Remembering Hurricane Andrew, 26 Years Later

It's been over a quarter of a century since Hurricane Andrew wreaked havoc on the Southeast, and tore its way through South Florida, the Bahamas, and Louisiana. 

Beginning as a tropical wave off the coast of Africa, Andrew made landfall in the middle of the night in South Florida on Aug. 24, 1992, hitting as a Category 5 hurricane in Miami-Dade and Homestead counties and carrying winds upwards of 170 mph with it.

Andrew moved across the state that day, hitting Fort Myers and the Gulf, with storm warnings expanding from Mississippi to Louisiana. 

During the time, President Bush declared South Florida a federal disaster area, and with good reason. Within the region, Andrew: 

  • Completely destroyed more than 63,500 homes
  • Damaged an additional 124,000 homes
  • Caused $26.5 billion in damages
  • Killed 65 people in its path

During that fateful time, 26 years ago, 940WINZ (now 610WIOD) was on-air, covering every horrifying second of it to both faithful and fearful Floridians: 

The following day, Aug. 25, 1992, newspapers and other local outlets detailed and recounted the horror. Headlines like "We Need Help," "Destruction At Dawn," and "The Big One" emerged throughout the state and the nation.

Some 83,000 people left Miami-Dade County in the aftermath, according to a 1995 Sun Sentinel report, and Broward County gained nearly 20,000 of Miami-Dade’s former residents.

Video of the storm's aftermath showed a devastating and desolate scene. Homes had been reduced only to rubble... tress uprooted from the ground and lining the roadways... boats washed ashore... power lines strewn about. The this day, Andrew is still seen as the MOST DESTRUCTIVE HURRICANE IN U.S. HISTORY.

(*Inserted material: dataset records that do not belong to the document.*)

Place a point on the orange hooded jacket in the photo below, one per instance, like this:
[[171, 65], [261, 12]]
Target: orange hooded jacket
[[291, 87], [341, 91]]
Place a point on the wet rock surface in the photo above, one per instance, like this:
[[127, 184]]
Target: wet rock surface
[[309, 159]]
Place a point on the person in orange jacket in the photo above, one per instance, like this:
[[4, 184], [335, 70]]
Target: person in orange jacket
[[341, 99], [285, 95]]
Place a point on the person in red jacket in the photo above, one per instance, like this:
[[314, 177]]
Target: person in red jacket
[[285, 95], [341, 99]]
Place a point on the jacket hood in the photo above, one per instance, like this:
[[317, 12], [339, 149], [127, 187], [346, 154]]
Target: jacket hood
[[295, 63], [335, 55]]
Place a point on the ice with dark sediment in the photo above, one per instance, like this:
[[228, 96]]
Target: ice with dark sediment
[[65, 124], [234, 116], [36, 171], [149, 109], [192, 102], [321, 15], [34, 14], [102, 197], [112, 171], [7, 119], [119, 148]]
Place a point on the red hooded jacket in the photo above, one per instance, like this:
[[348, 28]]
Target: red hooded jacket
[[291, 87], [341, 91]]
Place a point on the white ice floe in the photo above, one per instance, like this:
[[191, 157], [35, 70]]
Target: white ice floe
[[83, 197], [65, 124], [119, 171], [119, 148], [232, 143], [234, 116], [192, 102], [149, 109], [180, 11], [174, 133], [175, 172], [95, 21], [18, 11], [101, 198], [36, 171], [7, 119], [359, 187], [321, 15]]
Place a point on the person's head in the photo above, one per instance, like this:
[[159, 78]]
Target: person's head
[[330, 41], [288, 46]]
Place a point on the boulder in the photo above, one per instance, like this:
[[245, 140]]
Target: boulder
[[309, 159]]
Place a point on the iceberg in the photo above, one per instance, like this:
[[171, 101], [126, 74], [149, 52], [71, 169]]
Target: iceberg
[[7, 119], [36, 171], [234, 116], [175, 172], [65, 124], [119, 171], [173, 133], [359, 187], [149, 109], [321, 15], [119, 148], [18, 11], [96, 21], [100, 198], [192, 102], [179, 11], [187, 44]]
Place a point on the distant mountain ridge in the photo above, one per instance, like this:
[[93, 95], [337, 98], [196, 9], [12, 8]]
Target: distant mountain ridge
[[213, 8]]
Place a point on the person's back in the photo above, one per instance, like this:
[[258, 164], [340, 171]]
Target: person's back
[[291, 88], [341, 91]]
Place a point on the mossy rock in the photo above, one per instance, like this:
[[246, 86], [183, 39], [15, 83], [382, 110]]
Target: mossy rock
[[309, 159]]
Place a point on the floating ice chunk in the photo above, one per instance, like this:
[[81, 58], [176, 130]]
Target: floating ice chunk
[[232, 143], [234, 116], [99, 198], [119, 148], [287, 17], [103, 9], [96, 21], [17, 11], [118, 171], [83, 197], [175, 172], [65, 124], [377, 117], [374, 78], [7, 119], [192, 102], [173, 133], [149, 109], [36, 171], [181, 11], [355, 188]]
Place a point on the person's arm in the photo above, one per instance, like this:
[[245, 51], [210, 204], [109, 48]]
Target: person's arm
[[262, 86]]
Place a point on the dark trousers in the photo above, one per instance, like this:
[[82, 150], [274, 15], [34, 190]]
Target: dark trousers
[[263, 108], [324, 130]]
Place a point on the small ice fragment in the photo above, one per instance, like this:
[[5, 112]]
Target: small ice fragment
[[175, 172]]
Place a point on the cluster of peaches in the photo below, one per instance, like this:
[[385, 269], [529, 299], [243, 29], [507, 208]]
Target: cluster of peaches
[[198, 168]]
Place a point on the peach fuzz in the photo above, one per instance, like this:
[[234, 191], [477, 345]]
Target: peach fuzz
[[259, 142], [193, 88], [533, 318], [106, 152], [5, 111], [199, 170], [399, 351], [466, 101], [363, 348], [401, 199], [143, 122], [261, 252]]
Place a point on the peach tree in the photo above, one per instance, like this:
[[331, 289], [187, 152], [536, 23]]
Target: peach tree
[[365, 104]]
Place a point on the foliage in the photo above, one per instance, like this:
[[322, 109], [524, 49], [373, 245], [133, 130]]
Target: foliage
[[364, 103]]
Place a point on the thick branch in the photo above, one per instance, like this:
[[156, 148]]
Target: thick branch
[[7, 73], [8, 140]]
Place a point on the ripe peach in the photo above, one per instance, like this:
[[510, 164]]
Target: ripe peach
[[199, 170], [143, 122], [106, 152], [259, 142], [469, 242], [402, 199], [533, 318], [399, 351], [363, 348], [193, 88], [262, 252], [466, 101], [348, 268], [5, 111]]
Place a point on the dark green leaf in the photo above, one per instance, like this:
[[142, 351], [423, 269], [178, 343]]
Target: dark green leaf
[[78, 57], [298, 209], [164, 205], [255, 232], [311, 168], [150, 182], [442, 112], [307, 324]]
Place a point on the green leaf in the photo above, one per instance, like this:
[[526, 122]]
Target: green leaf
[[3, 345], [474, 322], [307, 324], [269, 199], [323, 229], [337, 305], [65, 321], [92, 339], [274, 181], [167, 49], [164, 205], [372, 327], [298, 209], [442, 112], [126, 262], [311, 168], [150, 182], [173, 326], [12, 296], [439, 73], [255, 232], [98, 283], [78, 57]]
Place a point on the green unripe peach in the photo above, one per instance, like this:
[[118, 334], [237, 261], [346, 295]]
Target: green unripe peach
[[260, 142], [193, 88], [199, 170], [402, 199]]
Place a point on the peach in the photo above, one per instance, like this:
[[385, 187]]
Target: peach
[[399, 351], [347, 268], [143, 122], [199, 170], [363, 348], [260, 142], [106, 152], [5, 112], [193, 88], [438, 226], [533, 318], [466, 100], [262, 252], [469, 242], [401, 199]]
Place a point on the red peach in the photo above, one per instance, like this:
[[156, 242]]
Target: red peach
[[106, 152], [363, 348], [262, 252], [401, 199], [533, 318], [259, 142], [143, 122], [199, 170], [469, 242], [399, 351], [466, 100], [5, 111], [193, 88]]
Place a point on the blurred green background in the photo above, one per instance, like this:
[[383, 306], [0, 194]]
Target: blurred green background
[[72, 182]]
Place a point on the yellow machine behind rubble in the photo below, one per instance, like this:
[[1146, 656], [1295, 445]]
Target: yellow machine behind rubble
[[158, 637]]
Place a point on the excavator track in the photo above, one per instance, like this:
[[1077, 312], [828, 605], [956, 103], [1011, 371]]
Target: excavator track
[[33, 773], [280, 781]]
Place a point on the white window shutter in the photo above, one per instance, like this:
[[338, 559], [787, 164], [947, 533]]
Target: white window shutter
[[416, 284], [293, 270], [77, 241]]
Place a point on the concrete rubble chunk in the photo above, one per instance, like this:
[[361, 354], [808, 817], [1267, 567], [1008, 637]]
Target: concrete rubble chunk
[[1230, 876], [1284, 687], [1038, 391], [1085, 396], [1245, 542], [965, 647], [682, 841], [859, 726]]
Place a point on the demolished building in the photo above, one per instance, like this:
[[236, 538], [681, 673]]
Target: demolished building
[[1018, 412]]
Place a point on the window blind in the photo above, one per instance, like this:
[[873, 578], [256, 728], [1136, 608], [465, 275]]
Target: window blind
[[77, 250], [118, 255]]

It took months before some level of normalcy returned to the area. 

Although Hurricane Andrew may have taken place 25 years ago, South Florida and the country will never forget -- one of the most powerful and prevailing storms.

In commemoration Thursday, HistoryMiami debuted an exhibit in downtown Miami surrounding Andrew and its impact. Admission is free today for residents of Miami-Dade County.

Twenty-five years later, the memory of Hurricane Andrew still resonates throughout our country.